The islanders do what all decent pagans do. They pay homage to the old Gods of Nature; as opposed to some man-contrived Deities and this to me makes a lot of sound sense. They knew of the value of the weather, the role of the sun, the bounty of the sea, the nature of death which to them was a reunion with all the other elements in nature.
Of course the term paganism wasn’t developed by pagans. The term was one created by Christians as a derogatory description of any belief system other than their own. A more accurate description of those we call pagans would be Polytheists. Polytheism is the worship of or belief in multiple deities usually assembled into a range of gods and goddesses, along with their own religions and rituals. In most religions which accept polytheism, the different gods and goddesses are representations of forces of nature or principles. It is a type of theism. Within theism, it contrasts with monotheism, the belief in a singular God, in most cases transcendent. Polytheists do not always worship all the gods equally, but can specialise the worship of one particular deity. Other polytheists practice worshiping different deities at different times.
I would compare Paganism to Christianity as I would homemade brown bread to a shop-bought white sliced pan. One is the real thing; the other is a poor copy of convenience. I confidently predict that in half a century hence we will have witnessed a gradual but steady return to Polytheism. As the plot develops the policeman is determined to find the body of the disappeared teenage girl. He eventually is shown her grave and with the permission of the lord of the island exhumes the body only to find that the coffin has a hare as the permanent tenant. The islanders’ explanation is that the girl has turned into a hare as was the option of nature.
The policeman discovers that the harvest of the previous year had failed and the locals tell him of a little symbolic sacrifice to the gods to avoid a repetition at the upcoming harvest. They give him to believe that the young girl might be the sacrifice and being a gallant Christian he goes about rescuing her. Little does he realise that the girl is part of the plan and that he is the real sacrificial lamb. The conclusion of the action takes place on the beach where he is unceremoniously ensconced in a giant man-god statue like construct made of wicker as was used centuries hence by the Ancient Celts for the purpose of sacrifice. All the locals wear animal masks and paint their faces and bodies with plant dyes and colours extracted from animals. Serious crack.

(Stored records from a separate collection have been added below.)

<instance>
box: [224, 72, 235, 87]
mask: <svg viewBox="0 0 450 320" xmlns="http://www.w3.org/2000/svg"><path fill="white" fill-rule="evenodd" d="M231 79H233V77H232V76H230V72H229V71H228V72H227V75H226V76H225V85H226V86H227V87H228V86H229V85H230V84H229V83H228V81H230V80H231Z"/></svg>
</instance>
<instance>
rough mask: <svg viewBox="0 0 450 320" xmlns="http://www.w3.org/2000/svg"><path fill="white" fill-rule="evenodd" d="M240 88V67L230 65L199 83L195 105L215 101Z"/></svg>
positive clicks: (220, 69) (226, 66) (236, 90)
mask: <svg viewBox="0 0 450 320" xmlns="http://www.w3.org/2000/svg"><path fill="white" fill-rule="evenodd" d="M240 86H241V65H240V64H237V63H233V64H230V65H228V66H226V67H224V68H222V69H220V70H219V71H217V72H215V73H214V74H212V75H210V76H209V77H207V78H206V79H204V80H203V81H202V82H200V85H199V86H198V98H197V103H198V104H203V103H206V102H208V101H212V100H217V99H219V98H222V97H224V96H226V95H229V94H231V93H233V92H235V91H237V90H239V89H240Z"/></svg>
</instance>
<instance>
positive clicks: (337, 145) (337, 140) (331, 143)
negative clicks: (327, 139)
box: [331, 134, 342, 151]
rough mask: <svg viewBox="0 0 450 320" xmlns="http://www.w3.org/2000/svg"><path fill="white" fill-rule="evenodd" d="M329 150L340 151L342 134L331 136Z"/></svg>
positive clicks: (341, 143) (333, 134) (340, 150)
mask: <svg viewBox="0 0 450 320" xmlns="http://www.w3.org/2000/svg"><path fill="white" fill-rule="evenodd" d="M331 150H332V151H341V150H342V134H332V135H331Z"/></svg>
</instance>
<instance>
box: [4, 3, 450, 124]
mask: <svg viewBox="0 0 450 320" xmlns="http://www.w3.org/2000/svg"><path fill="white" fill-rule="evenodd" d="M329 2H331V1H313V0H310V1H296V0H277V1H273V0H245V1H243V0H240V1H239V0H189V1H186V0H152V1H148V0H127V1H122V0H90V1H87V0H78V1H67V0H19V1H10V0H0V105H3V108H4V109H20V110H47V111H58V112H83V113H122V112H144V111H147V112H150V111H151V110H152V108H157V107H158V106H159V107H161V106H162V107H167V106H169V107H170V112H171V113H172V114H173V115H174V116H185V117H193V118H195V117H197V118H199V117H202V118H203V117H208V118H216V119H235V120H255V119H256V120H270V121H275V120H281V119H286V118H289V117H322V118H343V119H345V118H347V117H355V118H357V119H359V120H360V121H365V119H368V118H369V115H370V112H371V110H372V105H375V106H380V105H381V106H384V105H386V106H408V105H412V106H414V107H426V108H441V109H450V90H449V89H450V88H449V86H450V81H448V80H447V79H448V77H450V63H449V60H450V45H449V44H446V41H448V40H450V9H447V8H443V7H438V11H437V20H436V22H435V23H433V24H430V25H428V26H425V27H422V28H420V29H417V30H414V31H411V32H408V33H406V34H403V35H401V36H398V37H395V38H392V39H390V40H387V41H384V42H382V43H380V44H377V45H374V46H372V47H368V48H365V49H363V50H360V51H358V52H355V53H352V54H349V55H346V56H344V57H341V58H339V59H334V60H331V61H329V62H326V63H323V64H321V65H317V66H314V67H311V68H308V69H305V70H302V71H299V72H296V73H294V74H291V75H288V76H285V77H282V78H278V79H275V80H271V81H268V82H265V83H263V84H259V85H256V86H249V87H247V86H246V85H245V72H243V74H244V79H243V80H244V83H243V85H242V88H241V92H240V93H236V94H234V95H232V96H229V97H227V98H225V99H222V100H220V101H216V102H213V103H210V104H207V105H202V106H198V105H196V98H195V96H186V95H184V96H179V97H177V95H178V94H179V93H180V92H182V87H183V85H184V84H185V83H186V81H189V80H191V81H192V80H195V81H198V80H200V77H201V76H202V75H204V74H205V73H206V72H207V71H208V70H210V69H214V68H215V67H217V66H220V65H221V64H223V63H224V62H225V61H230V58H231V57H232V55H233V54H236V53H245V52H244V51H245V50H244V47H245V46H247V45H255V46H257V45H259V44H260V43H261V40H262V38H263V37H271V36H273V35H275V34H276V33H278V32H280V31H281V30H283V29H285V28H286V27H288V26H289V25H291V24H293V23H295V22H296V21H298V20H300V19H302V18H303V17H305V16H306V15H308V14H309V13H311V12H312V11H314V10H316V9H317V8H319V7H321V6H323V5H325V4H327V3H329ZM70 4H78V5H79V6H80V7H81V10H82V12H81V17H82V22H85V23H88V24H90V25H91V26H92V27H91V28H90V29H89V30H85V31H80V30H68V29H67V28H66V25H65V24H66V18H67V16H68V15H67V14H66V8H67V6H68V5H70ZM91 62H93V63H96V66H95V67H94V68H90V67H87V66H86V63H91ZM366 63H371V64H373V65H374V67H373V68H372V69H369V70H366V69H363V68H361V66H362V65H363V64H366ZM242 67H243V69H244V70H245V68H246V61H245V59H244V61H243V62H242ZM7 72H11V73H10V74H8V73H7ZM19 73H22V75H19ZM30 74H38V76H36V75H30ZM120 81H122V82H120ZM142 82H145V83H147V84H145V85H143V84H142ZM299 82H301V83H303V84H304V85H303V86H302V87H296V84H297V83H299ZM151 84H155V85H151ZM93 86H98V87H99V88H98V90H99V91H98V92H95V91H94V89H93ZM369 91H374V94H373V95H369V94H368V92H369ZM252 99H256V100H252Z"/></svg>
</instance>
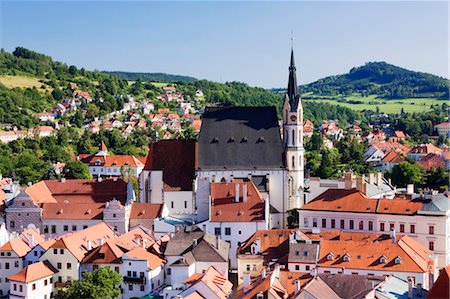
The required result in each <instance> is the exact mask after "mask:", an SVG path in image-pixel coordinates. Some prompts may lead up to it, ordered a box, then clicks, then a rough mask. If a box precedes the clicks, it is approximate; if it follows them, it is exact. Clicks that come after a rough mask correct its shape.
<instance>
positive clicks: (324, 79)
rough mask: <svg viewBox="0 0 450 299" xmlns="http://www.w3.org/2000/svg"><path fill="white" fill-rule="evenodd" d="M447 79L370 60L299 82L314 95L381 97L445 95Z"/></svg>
mask: <svg viewBox="0 0 450 299" xmlns="http://www.w3.org/2000/svg"><path fill="white" fill-rule="evenodd" d="M448 90H449V80H447V79H444V78H442V77H438V76H435V75H431V74H427V73H422V72H415V71H410V70H407V69H404V68H400V67H398V66H395V65H392V64H388V63H386V62H369V63H366V64H365V65H363V66H360V67H355V68H352V69H351V70H350V72H348V73H347V74H343V75H337V76H330V77H326V78H323V79H320V80H317V81H316V82H313V83H310V84H307V85H304V86H302V91H303V92H305V93H312V94H314V95H316V96H338V95H344V96H350V95H352V94H355V93H359V94H361V95H362V96H368V95H376V96H377V97H379V98H384V99H407V98H436V99H448V96H449V91H448Z"/></svg>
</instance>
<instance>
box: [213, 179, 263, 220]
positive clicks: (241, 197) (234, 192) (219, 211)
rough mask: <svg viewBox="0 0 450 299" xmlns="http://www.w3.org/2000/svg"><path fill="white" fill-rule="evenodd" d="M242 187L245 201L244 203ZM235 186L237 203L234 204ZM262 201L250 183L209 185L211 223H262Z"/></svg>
mask: <svg viewBox="0 0 450 299" xmlns="http://www.w3.org/2000/svg"><path fill="white" fill-rule="evenodd" d="M244 185H245V186H246V188H247V201H246V202H244V196H243V192H244V191H243V190H244ZM236 186H239V201H238V202H235V201H234V200H235V194H236ZM264 210H265V207H264V201H263V199H262V196H261V194H260V193H259V191H258V189H257V188H256V187H255V185H254V184H253V183H252V182H251V181H247V182H244V181H242V180H235V181H233V182H231V183H211V215H210V221H211V222H254V221H264V216H265V215H264Z"/></svg>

The stoker applies the taper to the whole pile and the policeman invokes the mercy of his own deity but that doesn’t stop him screaming. The natives have a big shindig secure in the knowledge that in the autumn there will be a hape of floury spuds for all. A most unusual movie, that by modern standards wouldn’t qualify as horror as there is no blood spilt, no macabre sound effects, no special effects and minimal make-up. Totally enjoyed it and there is a lot of ‘uisce-faoi-thalamh’ if you want to consider the whole covert suggestion contained.

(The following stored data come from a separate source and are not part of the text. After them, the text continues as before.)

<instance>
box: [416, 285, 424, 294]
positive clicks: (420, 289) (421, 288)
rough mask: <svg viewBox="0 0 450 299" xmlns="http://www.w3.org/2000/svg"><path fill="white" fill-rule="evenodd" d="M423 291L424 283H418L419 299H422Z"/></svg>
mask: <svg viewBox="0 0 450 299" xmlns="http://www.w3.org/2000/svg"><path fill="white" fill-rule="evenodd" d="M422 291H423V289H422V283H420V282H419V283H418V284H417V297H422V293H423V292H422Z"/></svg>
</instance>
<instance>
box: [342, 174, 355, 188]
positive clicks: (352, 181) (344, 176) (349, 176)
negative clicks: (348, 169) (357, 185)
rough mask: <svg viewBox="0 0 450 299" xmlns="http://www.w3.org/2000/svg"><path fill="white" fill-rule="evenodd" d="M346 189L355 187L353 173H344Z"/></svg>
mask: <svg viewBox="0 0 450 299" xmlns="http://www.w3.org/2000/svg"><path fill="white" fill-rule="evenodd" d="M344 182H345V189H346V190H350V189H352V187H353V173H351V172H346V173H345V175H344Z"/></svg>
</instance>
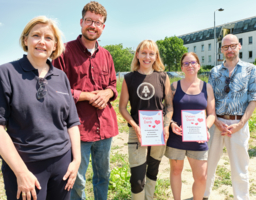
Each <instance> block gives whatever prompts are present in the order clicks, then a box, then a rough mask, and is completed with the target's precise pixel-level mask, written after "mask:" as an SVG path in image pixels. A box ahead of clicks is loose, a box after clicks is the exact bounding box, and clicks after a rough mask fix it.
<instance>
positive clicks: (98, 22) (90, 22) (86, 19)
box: [84, 18, 104, 26]
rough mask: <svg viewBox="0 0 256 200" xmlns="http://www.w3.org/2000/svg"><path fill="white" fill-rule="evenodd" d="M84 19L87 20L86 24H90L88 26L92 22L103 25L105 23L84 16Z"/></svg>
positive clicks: (91, 22) (88, 24) (86, 24)
mask: <svg viewBox="0 0 256 200" xmlns="http://www.w3.org/2000/svg"><path fill="white" fill-rule="evenodd" d="M84 21H85V24H86V25H88V26H91V25H92V23H94V24H95V26H102V25H103V24H104V23H102V22H100V21H93V20H92V19H90V18H88V19H87V18H84Z"/></svg>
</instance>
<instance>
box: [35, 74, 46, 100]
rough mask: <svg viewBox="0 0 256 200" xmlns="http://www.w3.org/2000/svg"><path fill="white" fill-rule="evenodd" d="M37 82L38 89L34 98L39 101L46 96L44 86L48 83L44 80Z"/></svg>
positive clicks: (45, 89)
mask: <svg viewBox="0 0 256 200" xmlns="http://www.w3.org/2000/svg"><path fill="white" fill-rule="evenodd" d="M37 82H38V85H39V88H38V90H37V93H36V98H37V99H38V100H40V99H43V98H44V96H45V95H46V92H47V89H46V85H47V84H48V82H47V80H46V79H45V78H39V79H38V81H37Z"/></svg>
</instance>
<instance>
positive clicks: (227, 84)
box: [224, 77, 230, 93]
mask: <svg viewBox="0 0 256 200" xmlns="http://www.w3.org/2000/svg"><path fill="white" fill-rule="evenodd" d="M225 83H226V84H227V85H226V86H225V87H224V91H225V92H226V93H229V92H230V87H229V83H230V77H227V78H226V80H225Z"/></svg>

I then watched the whole movie again. This time the lead, the sorry policeman, was played by Nicholas Cage. No Britt Ekland and no Christopher Lee. An unadulterated load of equine effluent. Despite following the original plot very closely the effort was pathetic. At some stage during this version Cage was attacked by bees. Pity they didn’t sting him to death and put us all out of our misery. I have seen Cage in some good movies but this attempt at acting was risible. Some things cannot be replicated; the original Wicker Man is one of them. There it is!